2.4 Weighted-Iterative ABC

2.4.1 Introduction

As briefly highlighted in Sect. 1, ABC typically reduce high-dimensional data to low-dimensional user-chosen summary statistics and accept samples of the model parameter \(\theta \in {\mathbb {R}}^n\) when the simulated summaries \(s_{\text {sim}}=S(y_{\text {sim}})\) are close to the observed summaries \(s_{\text {obs}}=S(y_{\text {obs}})\) such that \(\rho \left( s_{\text {sim}}, s_{\text {obs}} \right) \le \epsilon \) for sufficiently small pre-defined tolerance level \(\epsilon >0\); where \(S(\cdot ) \in {\mathbb {R}}^m\) is the summary statistics of the data (possibly m-dimensional), \(y_{\text {sim}} \sim f( \cdot \mid \theta )\), and \(\rho (\cdot )\) is a discrepancy measure (e.g., Euclidean distance). Jung and Marjoram (2011) demonstrated that assigning higher weights to more informative summaries, as part of a well-chosen tolerance in ABC analysis, tremendously enhances performance compared to unweighted analysis. Additionally, in the literature, sequential Monte Carlo ABC (ABC-SMC) samplers have been proposed to address certain shortcomings linked with rejection-based ABC and ABC-MCMC samplers (such as particle degeneration and sampling from regions with lower posterior probability).

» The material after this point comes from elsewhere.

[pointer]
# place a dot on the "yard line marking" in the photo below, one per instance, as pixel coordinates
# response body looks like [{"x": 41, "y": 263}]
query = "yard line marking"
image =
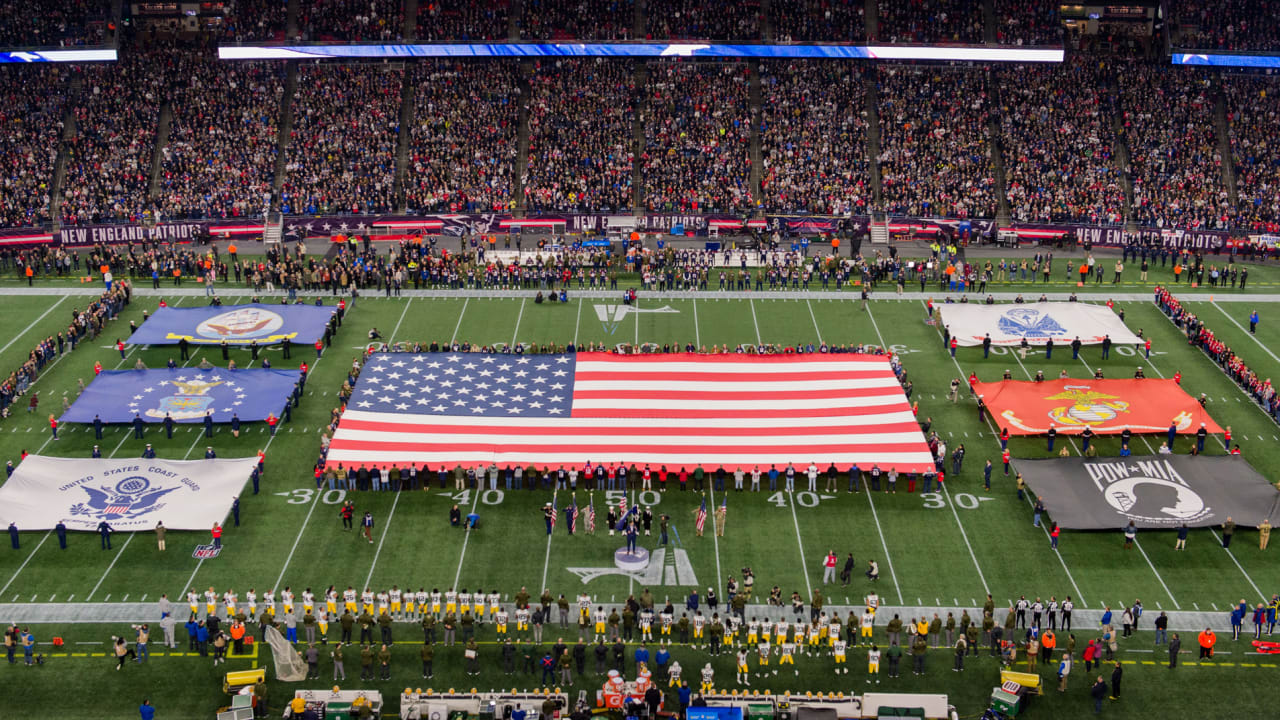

The ABC algorithm developed in the current study is a modification of the ABC-SMC sampler described in Filippi et al. (2013). In our modified ABC-SMC algorithm, we introduce a weighting scheme for the set of summary statistics per host to extract relevant information from high-dimensional parasite population data. For a single simulation run, our stochastic model generates high-dimensional data or a set of M sample paths over time and space (across the host’s body regions), corresponding to the entire observed fish with a population size of \(M=152\). The set of carefully chosen summary statistics computed for a given host data includes: (i) log count of parasites across observed times (9 summaries), (ii) Wasserstein \(1-D\) distance between parasite distributions at host’s body regions (4 summaries), (iii) the time before death (1 summary), and (iv) parameter estimates of the birth-death process with catastrophic extinction (B-D-C process) based on all simulated sample paths (3 summaries). The concept and detailed theoretical works on the B-D-C process and its parameter estimation can be found in work by Twumasi (2022, pp. 95–126). The motivation for refining the ABC summaries using the B-D-C parameter estimates is that this process simplifies our complex simulation model as a linear birth-death process where the process is subjected to catastrophes (e.g., host mortality) that result in parasite population extinction-an important phenomenon observable in the empirical data.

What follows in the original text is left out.